Robots.txt being blocked
-
I think there is an issue with this website I'm working on here is the URL: http://brownieairservice.com/
In Google Webmaster tools I am seeing this in the Robots.txt tester:
User-agent: *
Crawl-delay: 1
Disallow: /wp-content/plugins/
Disallow: /wp-admin/Also when I look at "blocked resources" in the webmaster tools this is showing to be blocked:
http://brownieairservice.com/wp-content/plugins/contact-form-7/includes/js/jquery.form.min.js?ver=3.51.0-2014.06.20It looks like the form plug in is giving the issues but I don't understand this.
There are no site errors or URL errors so I don't understand what this crawl delay means or how to fix it.
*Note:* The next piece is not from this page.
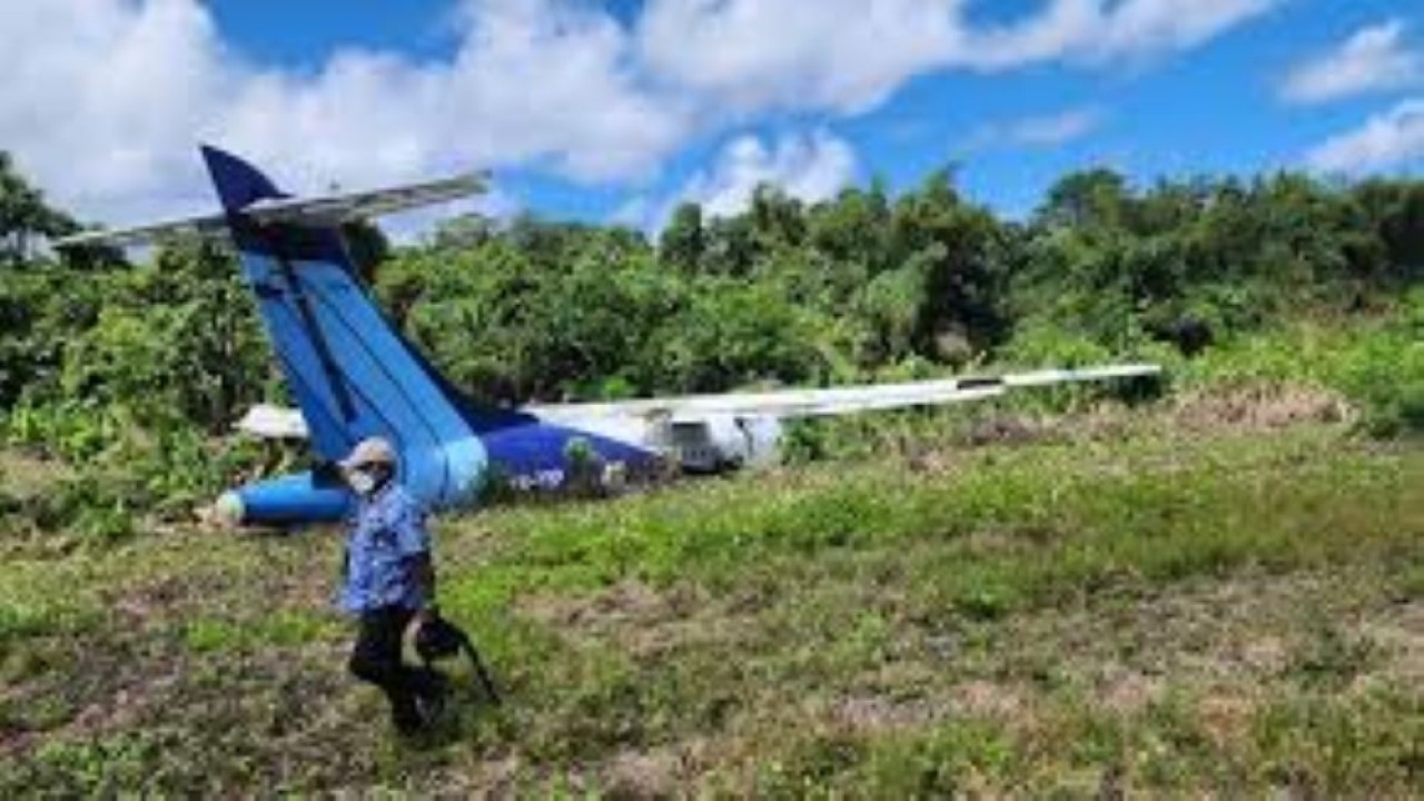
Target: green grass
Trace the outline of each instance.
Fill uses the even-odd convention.
[[[1424,791],[1417,446],[930,456],[441,520],[507,704],[420,747],[342,673],[332,532],[20,552],[0,792]]]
Any input would be greatly appreciated. Thank you
-
Hi Matt,
Thank you for checking back. I did change the robot.txt in the dashboard as people suggested but when I go here: http://brownieairservice.com/robots.txt
It is still showing the disallow. I need to load this:
User-agent: *
Disallow:to the root folder and I'm not sure how to do that if I need to FTP it or how I do that so that's where I'm at now.
Anybody have any thoughts? I have googled this question on how to do it and I keep getting put into this loop of information that does not address this questions directly.
Thank you
-
Hi Wendy! Did this get worked out?
-
Thanks Dirk for your input I will look at this too and respond back.
-
Thank you for your answer. I went in and uploaded this plug in: WP Robots Txt Now I can see the robots.txt content. This is what I see:
User-agent: *
Disallow: /wp-admin/
Disallow: /wp-includes/I don't see this as I see in Webmaster tools:
User-agent: *
Crawl-delay: 1
Disallow: /wp-content/plugins/
Disallow: /wp-admin/My question now is this: is the Disallow:/wp-includes/ the same as Disallow:/wp-content/plugins/
so if I do this: allow:/wp-includes/ then that should solve my issue?
I'm still going through your other suggestions so will type back later on that. Thank you for your help.
Wendy
-
To add to the previous comment - crawl delay is ignored by Googlebot. Check http://tools.seobook.com/robots-txt/
It can be used to limit the speed for the bots - it is however not part of the original robots.txt specification. Since this value is not part of the standard, its interpretation is dependent on the crawler reading it
Yandex: https://yandex.com/support/webmaster/controlling-robot/robots-txt.xml#crawl-delay
Didn't find more info for Bing (they mention it here but do not provide additional info: https://www.bing.com/webmaster/help/how-to-create-a-robots-txt-file-cb7c31ec
If you want to limit the speed for Google bot you have to do it in Webmastertools.
Dirk
-
Wendy,
Google likes to have access to all your css and js. Plugins can contain these files, as seen with your blocked resources message.
The way to fix this would be by removing the Disallow: /wp-content/plugins/ line from your robots.txt file, and thus allowing google full access.
Another solution as provided by a useful article on moz: https://moz.com/blog/why-all-seos-should-unblock-js-css
"How to unblock your JavaScript and CSS
For most users, it's just a case of checking the robots.txt and ensuring you're allowing all JavaScript and CSS files to be crawled. For Yoast SEO users, you can edit your robots.txt file directly in the admin area of Wordpress.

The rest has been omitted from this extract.